Monday, July 11, 2005

''The Enemy of Our Enemy May Still Be the Enemy of Democracy''

"In The Enemy of Our Enemy is Our Friend, Rob McKay suggests giving the potential Supreme Court nomination of Alberto Gonzales a relative pass, because his nomination will split religious conservatives from the Republican party and because if we don't get him, we're likely to get someone worse.

We don't completely control the outcome in this fight, but when someone exhibits as much contempt for democracy as Gonzales does, you have to challenge him. He's not David Souter, a relative unknown. As Mckay acknowledges, he's an architect of many of the most destructive Bush policies like the 2002 torture memo that said "injury such as death, organ failure, or serious impairment of body functions - [are necessary] in order to constitute torture." He helped push through the Patriot Act and wrote the Presidential Order saying that terror suspects could be tried and sentenced to death by secret military tribunals. This isn't someone to embrace, morally or politically.

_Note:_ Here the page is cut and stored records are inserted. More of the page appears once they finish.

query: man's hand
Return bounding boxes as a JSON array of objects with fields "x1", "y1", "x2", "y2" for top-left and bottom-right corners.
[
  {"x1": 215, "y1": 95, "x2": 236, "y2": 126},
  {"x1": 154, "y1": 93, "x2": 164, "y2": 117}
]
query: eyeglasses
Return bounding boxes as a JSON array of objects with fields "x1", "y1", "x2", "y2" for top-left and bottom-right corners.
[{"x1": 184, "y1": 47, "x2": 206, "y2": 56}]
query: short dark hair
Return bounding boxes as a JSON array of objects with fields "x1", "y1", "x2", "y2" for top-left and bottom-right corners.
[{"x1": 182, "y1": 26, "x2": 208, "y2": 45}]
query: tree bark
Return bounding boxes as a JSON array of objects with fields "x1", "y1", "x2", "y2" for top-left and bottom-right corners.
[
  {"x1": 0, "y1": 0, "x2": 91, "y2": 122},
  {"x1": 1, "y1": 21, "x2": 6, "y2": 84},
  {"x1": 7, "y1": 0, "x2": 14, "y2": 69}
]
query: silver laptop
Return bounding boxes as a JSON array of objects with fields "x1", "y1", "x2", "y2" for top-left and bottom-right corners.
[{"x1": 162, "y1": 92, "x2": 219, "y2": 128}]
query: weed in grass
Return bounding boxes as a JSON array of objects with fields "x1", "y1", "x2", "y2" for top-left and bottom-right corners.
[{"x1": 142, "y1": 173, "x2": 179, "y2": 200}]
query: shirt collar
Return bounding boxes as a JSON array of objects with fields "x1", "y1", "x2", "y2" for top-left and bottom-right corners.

Maybe his nominaton would split the right temporarily, but it can easily be balanced by Bush then appointing a "real conservative" when William Rhenquist's seat comes open. Meanwhile we'll have raised the bar still further till we're unable to challenge anyone short of Attila the Hun and Vlad the Impaler, and then only if they've spoken too impoliticly."-from Paul Loeb's column on The Huffington Post.